Bei der zweiten Waffen-SS-Aktion (1943), die ebenfalls freiwillig war, wurde diese Alternative auch in der Werbeversammlung ausgesprochen, wodurch sich der Volksbund auch in Apatin offen zum Gewissensterror in dieser Frage bekannte. Der Terror von unten war natürlich weitaus größer, die Unduldsamkeit wuchs und der Kreis der Ausgestoßenen ebenfalls. Aber noch war die Aktion freiwillig, und wer nicht wollte, der blieb daheim.

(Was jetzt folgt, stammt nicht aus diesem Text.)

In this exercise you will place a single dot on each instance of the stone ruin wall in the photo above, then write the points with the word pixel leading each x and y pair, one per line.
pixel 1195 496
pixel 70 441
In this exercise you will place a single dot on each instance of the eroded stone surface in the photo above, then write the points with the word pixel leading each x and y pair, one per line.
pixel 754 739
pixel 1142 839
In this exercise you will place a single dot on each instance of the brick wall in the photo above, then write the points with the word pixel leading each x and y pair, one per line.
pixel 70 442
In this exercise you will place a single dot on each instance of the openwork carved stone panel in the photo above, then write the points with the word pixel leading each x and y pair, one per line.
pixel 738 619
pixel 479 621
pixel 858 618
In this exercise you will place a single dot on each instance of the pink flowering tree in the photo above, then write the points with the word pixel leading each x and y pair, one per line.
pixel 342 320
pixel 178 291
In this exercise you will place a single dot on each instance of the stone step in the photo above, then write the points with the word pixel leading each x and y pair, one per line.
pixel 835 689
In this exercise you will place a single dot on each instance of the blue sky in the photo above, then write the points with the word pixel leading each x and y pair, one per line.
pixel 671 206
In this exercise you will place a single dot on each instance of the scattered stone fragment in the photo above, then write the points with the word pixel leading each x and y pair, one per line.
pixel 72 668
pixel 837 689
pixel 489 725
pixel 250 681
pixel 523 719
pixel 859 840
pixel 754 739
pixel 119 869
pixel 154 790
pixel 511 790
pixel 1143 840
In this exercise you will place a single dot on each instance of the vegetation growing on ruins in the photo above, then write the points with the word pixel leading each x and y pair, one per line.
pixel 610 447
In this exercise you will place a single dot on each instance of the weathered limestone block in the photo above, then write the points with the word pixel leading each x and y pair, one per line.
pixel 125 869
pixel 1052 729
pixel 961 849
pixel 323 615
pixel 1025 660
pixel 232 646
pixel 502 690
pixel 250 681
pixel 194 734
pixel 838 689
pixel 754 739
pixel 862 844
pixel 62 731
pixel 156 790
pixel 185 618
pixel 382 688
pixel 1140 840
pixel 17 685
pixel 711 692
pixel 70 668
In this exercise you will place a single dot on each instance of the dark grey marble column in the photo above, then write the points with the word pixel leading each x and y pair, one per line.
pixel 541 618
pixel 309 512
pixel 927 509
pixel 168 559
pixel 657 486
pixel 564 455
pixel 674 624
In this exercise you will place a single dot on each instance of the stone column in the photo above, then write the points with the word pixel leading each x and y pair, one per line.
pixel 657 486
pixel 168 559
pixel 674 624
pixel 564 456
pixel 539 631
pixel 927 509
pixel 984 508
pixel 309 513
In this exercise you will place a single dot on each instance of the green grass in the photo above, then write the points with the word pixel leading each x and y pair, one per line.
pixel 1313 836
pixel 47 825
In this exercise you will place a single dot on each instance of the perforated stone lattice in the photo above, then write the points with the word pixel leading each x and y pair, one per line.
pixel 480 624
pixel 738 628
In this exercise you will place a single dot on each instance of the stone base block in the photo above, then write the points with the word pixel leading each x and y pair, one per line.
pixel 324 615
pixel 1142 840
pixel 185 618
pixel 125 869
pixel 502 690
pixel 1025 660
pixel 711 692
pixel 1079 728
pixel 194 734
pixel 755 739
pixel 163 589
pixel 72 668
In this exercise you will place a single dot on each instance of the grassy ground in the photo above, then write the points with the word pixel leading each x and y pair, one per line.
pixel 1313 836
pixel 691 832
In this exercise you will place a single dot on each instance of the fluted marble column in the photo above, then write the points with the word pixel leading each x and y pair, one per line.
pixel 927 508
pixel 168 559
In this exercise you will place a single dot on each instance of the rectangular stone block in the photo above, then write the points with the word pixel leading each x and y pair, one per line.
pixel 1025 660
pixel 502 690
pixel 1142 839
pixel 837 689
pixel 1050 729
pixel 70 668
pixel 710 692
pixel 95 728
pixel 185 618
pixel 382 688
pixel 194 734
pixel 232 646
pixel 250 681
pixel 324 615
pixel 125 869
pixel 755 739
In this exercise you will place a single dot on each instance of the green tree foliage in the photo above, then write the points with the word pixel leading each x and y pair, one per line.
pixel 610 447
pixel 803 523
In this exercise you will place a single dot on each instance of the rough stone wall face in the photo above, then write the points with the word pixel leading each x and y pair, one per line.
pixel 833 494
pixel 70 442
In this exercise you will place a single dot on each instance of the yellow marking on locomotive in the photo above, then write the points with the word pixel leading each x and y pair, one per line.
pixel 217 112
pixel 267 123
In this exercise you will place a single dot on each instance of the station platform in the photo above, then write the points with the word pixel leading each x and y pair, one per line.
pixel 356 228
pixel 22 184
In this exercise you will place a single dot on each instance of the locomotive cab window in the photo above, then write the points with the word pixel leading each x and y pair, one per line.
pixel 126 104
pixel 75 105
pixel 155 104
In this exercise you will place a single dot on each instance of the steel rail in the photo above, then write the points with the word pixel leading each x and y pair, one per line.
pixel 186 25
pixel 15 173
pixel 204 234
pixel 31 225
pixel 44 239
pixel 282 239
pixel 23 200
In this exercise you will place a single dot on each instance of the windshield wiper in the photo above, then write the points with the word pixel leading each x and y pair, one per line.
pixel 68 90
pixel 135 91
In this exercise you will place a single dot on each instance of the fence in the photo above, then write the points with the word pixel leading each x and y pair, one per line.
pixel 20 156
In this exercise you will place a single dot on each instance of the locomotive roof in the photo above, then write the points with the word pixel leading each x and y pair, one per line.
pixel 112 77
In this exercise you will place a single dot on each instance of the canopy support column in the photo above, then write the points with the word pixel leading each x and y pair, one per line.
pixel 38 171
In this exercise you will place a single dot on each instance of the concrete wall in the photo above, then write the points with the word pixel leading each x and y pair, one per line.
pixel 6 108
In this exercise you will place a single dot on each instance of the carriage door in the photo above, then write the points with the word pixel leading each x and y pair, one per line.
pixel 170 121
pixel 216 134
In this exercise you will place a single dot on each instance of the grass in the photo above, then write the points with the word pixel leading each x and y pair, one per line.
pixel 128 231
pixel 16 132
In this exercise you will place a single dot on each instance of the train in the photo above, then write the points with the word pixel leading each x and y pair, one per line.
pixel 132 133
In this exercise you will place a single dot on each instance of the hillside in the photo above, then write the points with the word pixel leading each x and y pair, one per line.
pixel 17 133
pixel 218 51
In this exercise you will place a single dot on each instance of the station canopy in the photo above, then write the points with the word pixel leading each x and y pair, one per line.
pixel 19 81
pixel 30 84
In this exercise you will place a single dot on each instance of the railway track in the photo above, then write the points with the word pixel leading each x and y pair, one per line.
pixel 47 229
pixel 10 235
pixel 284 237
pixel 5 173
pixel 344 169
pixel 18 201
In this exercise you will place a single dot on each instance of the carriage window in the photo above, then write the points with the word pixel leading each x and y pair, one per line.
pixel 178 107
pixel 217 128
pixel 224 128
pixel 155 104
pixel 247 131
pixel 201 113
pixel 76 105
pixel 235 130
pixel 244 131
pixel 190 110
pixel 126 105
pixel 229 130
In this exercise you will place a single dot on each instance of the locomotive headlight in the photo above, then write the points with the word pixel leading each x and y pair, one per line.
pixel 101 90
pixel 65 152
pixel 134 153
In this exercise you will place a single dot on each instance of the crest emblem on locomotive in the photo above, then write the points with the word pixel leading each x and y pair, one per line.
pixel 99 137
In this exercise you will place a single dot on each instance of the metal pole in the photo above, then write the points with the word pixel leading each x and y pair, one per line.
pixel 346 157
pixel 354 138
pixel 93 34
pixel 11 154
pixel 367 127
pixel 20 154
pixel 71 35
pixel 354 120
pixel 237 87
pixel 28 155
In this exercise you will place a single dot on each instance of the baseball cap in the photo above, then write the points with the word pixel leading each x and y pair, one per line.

Beim Regierungssturz in Budapest (19. 3. 1944) besetzten deutsche Truppen das Land 4 und eine SS-Division (8. SS-Reiter-Division "Florian Geyer") drang in die Batschka. Die Führung der Division vereinbarte mit dem Gebietsführer des Volksbundes, Ing. Sepp Spreitzer, in einigen Gemeinden (Apatin, Hodschag, Palanka) eine illegale Muß-Blitzaktion durchzuführen und auch die Drückeberger auszuheben. Am Abend des 19. März kam ein kleines Sonderkommando unter Führung des Esseger Stabsleiters der Volksgruppe, Dr. Kutschera, der in Mannschaftsuniform erschienen war, und eröffnete dem Volksbund, daß am 20. März laut Befehl des SS-Hauptamtes eine Zwangsmusterung durchgeführt werde. Diese Aktion wurde von dem Sonderkommando kundgemacht und noch am gleichen Abend von den Gemeindedienern ausgetrommelt. Die Illegalität und Willkür der "Aktion" wurden von dem Sonderkommando, von Dr. Kutschera und von Ing. Spreitzer verschwiegen. Der Volksbund ließ sich bluffen und unterstützte sie. Viele Angehörige der früheren Freiwilligen feierten sie, SS-Urlauber verstärkten das Sonderkommando. Sie erstreckte sich auf die herangewachsenen Jahrgänge und auf die sogenannten Drückeberger der früheren Aktionen.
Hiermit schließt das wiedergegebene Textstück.